We want to get NJASK data - year by year - grade by grade

The measure we want to see is proficiency/pass rate

Some context

Some assessments (ie the SAT) have a scale that is constant across time - that is to say, the score of 1000 on the SAT maps to the same level of absolute student performance, no matter if you took the test in 1999 or 2009.

It would be helpful if all of the NCLB assessments had this feature; unfortunately, they do not. It is common for the test difficulty to drift over time.

This makes interpretation difficult, because a change in school or district performance can indicate either: - a change in actual school performance - a change in the difficulty of the test - random variation (we’ll set that aside for the moment.)

Below, we’ll assemble the statewide pass rate (pct students proficient or advanced) by grade and subject, and graph.

Pre-processing:

#handle empty string vs zeros
all_assess_tidy$school_code <- all_assess_tidy$school_code %>% as.numeric() %>% magrittr::multiply_by(1)
all_assess_tidy$school_code <- ifelse(is.na(all_assess_tidy$school_code), 0, all_assess_tidy$school_code)

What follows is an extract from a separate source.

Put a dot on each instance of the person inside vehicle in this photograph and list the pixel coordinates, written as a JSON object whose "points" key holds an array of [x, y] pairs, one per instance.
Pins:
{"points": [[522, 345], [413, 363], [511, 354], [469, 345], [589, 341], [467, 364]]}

#tag charters with their home city
cc_slim <- charter_city %>% 
  dplyr::select(school_district_code, charter_city, charter_city_code)

all_assess_tidy <- all_assess_tidy %>%
  dplyr::left_join(cc_slim, by = c('district_code' = 'school_district_code'))
state_data <- all_assess_tidy %>%
  dplyr::filter(
    county_code == 'ST' & assess_name == 'NJASK' & 
    subgroup == 'total_population' & test_name != 'science'
  )
  
state_pass_rate <- ggplot(
  data = state_data,
  aes(
    x = testing_year, 
    y = proficient + advanced_proficient,
    group = paste0(grade, school_code),
    color = factor(grade)
  )
) +
geom_point() +
geom_line() +
theme_bw() +
theme(panel.grid = element_blank()) +
facet_grid(. ~ test_name) +
labs(
  x = 'Ending Year',
  y = 'Pct Proficient or Advanced'
) + scale_x_continuous(
  limits = c(2010, 2014)
)

Show state data:

state_pass_rate +
labs(title = 'NJ State NJASK Pass Rate by Grade')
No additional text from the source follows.